North of Market
The term once referred to the Quaker district along Arch Street, and then to a larger district that had its heyday after the Civil War, industrialized, declined, and is now our worst urban problem area.
|The Northern Liberties|
In 1999, the American Friends Service Committee was repaid $50,000 by a Quaker volunteer group who had been working to rehabilitate the Northern Liberties area of the city. The debt was fifty years old. Not a word of reminder had ever been sent to the debtor group, and in truth, the Service Committee had pretty well forgotten about the matter. But the Quakers who borrowed the money hadn't forgotten and would have been appalled at any sly suggestion that they just wait and see if someone pursued them for it. The other thing this quaint little story illustrates is the discouragingly long time the slums of Philadelphia have remained slums, and what a long disheartening process it may be to reverse the decline of a neighborhood.

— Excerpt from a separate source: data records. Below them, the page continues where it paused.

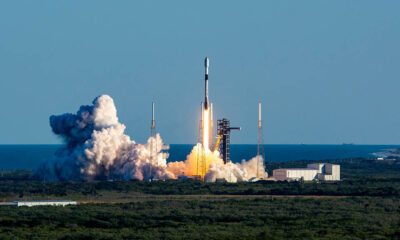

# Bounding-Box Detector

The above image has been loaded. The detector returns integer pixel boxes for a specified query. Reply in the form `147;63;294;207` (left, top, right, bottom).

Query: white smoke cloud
204;156;267;183
32;95;267;182
32;95;173;181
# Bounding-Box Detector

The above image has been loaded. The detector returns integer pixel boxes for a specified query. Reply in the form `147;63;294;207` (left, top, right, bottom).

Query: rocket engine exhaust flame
31;58;267;182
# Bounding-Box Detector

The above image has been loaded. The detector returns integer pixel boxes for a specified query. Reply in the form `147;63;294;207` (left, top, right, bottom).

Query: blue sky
0;1;399;144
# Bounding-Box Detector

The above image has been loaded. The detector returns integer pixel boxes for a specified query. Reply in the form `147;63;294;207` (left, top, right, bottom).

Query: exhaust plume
31;95;173;181
32;95;267;182
204;156;266;182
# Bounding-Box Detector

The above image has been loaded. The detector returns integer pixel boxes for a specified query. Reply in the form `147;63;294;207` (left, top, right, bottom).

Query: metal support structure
217;119;240;164
257;103;265;178
199;102;204;144
149;102;156;179
197;102;204;176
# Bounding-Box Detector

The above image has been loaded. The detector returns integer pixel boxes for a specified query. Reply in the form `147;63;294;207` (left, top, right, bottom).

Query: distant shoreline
1;144;400;171
372;148;400;158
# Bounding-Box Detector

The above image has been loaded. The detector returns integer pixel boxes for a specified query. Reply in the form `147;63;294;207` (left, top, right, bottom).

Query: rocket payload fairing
204;57;210;110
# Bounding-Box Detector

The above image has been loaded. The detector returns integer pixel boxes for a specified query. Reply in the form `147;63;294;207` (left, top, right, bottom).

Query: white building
4;201;77;207
273;163;340;181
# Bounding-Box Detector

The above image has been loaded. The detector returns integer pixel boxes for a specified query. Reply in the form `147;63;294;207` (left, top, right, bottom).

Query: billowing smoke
32;95;267;182
32;95;173;181
204;156;267;182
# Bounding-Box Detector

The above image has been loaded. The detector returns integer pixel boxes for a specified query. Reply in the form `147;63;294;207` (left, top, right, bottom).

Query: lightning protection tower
197;102;204;177
149;102;157;179
257;102;265;178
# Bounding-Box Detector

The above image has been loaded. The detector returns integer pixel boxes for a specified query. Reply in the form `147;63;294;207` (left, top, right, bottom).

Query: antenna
257;102;265;178
149;102;156;180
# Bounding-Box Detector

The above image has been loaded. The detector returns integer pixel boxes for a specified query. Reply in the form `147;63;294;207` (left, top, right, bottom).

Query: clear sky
0;1;399;144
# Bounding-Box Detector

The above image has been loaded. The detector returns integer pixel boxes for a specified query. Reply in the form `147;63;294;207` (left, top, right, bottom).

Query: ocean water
0;144;398;170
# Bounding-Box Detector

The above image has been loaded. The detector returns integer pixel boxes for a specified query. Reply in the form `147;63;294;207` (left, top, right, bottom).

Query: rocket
204;57;210;110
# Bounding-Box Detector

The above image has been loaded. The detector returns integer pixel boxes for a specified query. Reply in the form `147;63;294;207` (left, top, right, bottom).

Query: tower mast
257;102;265;178
198;102;204;176
149;102;156;179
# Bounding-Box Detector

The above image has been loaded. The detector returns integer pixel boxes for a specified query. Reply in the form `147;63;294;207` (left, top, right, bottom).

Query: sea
0;144;398;170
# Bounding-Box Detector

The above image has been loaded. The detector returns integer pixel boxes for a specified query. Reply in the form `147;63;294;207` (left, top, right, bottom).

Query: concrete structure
2;201;77;207
273;163;340;181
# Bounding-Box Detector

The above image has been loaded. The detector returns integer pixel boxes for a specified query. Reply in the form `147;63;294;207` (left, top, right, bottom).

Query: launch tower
217;119;240;164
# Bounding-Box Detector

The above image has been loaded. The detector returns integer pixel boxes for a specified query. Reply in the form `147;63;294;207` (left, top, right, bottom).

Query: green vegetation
1;158;400;201
0;170;31;181
1;197;400;239
0;158;399;239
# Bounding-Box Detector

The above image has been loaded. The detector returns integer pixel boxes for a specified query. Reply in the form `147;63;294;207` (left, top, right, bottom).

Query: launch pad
148;57;266;182
195;57;262;180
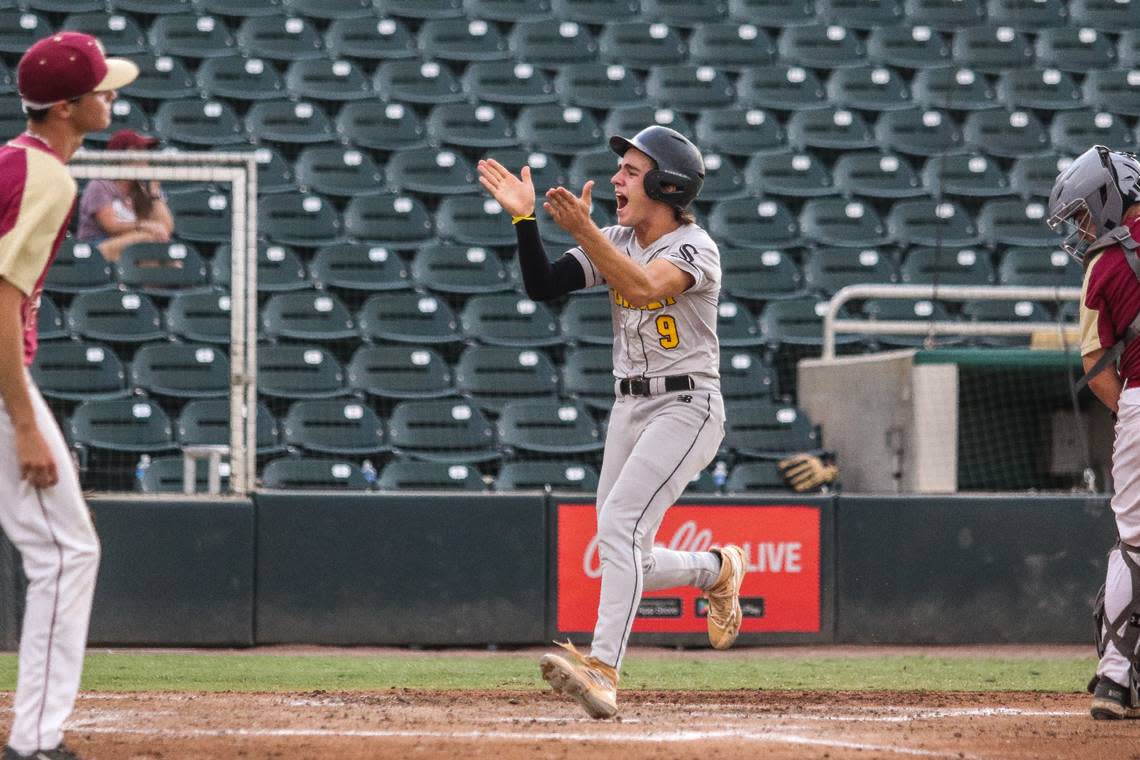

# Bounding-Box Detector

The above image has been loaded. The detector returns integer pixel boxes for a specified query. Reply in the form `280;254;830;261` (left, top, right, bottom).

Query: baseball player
0;34;137;760
478;126;746;719
1048;145;1140;720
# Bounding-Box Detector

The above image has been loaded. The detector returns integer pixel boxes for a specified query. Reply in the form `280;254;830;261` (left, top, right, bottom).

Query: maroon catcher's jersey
1081;217;1140;386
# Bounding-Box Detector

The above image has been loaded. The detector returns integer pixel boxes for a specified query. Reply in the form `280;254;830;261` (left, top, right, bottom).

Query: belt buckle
629;376;649;396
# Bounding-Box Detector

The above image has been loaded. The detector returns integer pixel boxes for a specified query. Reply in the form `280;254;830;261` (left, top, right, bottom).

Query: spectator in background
76;129;173;263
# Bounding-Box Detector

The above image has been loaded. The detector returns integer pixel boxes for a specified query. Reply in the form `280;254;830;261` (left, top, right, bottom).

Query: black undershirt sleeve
514;217;586;301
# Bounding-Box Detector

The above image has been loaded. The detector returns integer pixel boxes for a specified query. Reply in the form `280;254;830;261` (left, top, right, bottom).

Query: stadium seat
726;461;789;493
165;290;232;344
646;65;737;112
826;66;912;112
199;0;286;15
435;196;513;246
999;248;1080;288
744;151;835;198
715;296;764;348
0;11;51;55
799;198;890;247
0;60;12;96
258;192;344;247
284;59;372;102
387;399;500;464
561;345;615;410
289;0;376;19
698;153;748;201
551;0;641;23
962;109;1050;158
213;242;310;293
308;243;411;293
374;0;465;17
460;293;561;348
887;199;980;247
1070;0;1140;32
922;153;1012;198
567;149;623;204
865;25;952;69
778;23;866;69
900;246;995;285
347;345;455;400
902;0;985;30
874;108;964;157
1050;111;1135;156
985;0;1067;31
256;344;347;400
729;0;817;25
1009;154;1071;199
597;21;687;69
252;146;297;194
996;68;1083;111
467;0;554;22
66;290;165;344
832;151;925;198
514;105;605;156
356;292;462;346
559;296;614;347
481;148;565;197
129;343;230;399
336;101;429;152
759;296;857;347
708;197;802;248
910;66;999;111
62;12;148;55
722;399;820;459
426;103;516;149
294;146;385;199
643;0;730;24
68;399;177;458
722;247;806;302
245;100;336;145
1035;27;1117;73
554;64;646;110
411;242;512;294
115;242;211;295
31;343;130;402
260;457;367;489
148;14;237;60
1084;70;1140;118
261;291;357;342
497;399;603;457
509;20;599;66
960;298;1052;347
418;17;510;61
341;194;436;247
29;0;104;10
951;26;1033;73
44;240;114;295
694;108;786;157
688;22;776;70
977;199;1060;247
719;351;777;401
454;346;561;413
462;61;558;105
281;399;387;456
378;459;485;491
786;107;876;151
374;61;465;106
135;456;232;494
36;295;65;341
818;0;904;27
495;461;599;492
123;55;197;101
861;297;959;348
325;16;416;61
86;97;153;145
735;65;825;112
236;15;324;61
803;246;898;294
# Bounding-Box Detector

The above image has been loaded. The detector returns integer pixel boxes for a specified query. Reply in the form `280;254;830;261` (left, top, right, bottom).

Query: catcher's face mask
1047;198;1096;264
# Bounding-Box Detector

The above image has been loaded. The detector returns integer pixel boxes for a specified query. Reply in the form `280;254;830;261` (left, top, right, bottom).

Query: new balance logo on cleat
1091;677;1140;719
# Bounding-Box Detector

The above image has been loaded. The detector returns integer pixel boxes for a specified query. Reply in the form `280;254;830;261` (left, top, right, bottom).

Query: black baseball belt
618;374;695;397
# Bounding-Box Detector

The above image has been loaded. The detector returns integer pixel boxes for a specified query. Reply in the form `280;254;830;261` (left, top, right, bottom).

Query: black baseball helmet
609;125;704;210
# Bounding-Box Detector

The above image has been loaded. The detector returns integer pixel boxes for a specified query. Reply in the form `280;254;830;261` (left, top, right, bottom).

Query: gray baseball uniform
566;222;726;670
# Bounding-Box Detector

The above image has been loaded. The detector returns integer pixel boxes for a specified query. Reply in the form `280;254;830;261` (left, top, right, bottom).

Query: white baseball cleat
539;640;619;719
706;544;746;650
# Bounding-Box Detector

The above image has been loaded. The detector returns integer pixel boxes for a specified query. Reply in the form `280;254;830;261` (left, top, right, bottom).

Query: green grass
0;652;1098;694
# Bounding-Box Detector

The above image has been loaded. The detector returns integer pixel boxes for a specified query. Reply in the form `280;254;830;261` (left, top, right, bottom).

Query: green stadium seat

The Northern Liberties section of town is best described as Ole City, extended, on the North side of the traffic lanes feeding the Benjamin Franklin Bridge. The North-South streets go under the bridge, but it's sort of dark and forbidding under there. The riverfront area, which once looked like something out of Charles Dickens, has been cleared away. Girard Avenue gives the Liberties a northern boundary, and the tracks of the former Reading Railroad establish a Western limit. At least half of the buildings in this area have been torn down, a few blocks of low-cost housing have been put up, and the rest is a little island of modest housing of the vintage of 1840-50. The people in this area look at you as though you were potentially a scout for the Iroquois Indians, but if you have a greeting to them, they are immediately very friendly.
This area was just outside the boundaries of Penn's original city, and got its name, Northern Liberties, from the fact that sailors from the harbor were directed over the line if they were looking for strong beverages and lively companionship. Taxes and tariffs were probably an issue as well, and Second Street is an ultra-wide boulevard with slanted parking because it was a market street, with stalls running down the center of the street. Second Street is where the bars and restaurants, shops and art galleries, are starting to reappear. It's gratifying to feel the enthusiasm of these young kids, risking their time and savings in a great shared adventure. Some may get rich and some will surely fail, but the sense of adventure is palpable.
Like all kids, nowadays, they talk about real estate prices constantly. Anyone who lived through the 1930s has to shudder at what they call a marvelous bargain price for real estate. Anyone who lived through the 1960s listens to their description of "normal" real estate prices in Boston, coming away re-convinced that people who live in Boston must be stark raving mad. But these entrepreneurial kids are the life-blood of America, and may God Bless their undertakings.
The main steadying, adult influence in the area seems to come from the little bank. It's a branch of a bank headquartered in Newtown Pennsylvania, with eighteen branches in the rural counties and the developing areas of Philadelphia. These are real, old-time bankers, doing old-time banking. The branch manager knows the young people in the neighborhood, knows who pays his bills, watches who keeps his roof fixed. By learning to tell a good one from a bad one, the bank manager is able to stretch the credit limits for some and tighten them for others. The bank holds everybody's money; the whole region will fail if the bank is unwise with it. In an era when a successful bank must be either global or local, re-developing regions need banks of the style of 1840, likely now to be found in Newtown, West Chester, and Georgetown. As if to emphasize the point, you will find a horse farm on Third Street, within easy walking distance of the Ben Franklin Bridge. The horses come over to the chain fence looking for handouts of candy and canter away if it is not forthcoming. They are gentle, their business is pulling carriages around Independence Hall. In their trade, they must have acquired a great deal of misinformation about the Revolutionary War, as indeed have the rest of us.
It was 90 degrees the other day, and something had to be done to ward off heat stroke. The bar mistress was asked if she knew how to make Fish House Punch. Never heard of it, but eager to learn. The bar had a computer, "Philadelphia Reflections" supplied the recipe, and the local congregation enjoyed a round of what must have been the first Fish House Punch -- in Fishtown -- in two hundred years. The flavor seemed to live up to the novelty, and the idea might just catch on.
One enthusiastic young redeveloper relates that the City has a tax abatement plan. No taxes for ten years if the lot had been vacant or the building unoccupied. No taxes on the improvement, that is, but regular taxes on the underlying land. Why that's the Henry George system. The young redeveloper didn't know about all that, but it seemed like a good system. Imagine the later surprise to see that the horses are grazing on George Street! There's a story there, and a story about Saint John Neumann Lane, a block away.
Photos were taken of the scabrous buildings and the weed-filled vacant lots. Those are the "before" of the before and after.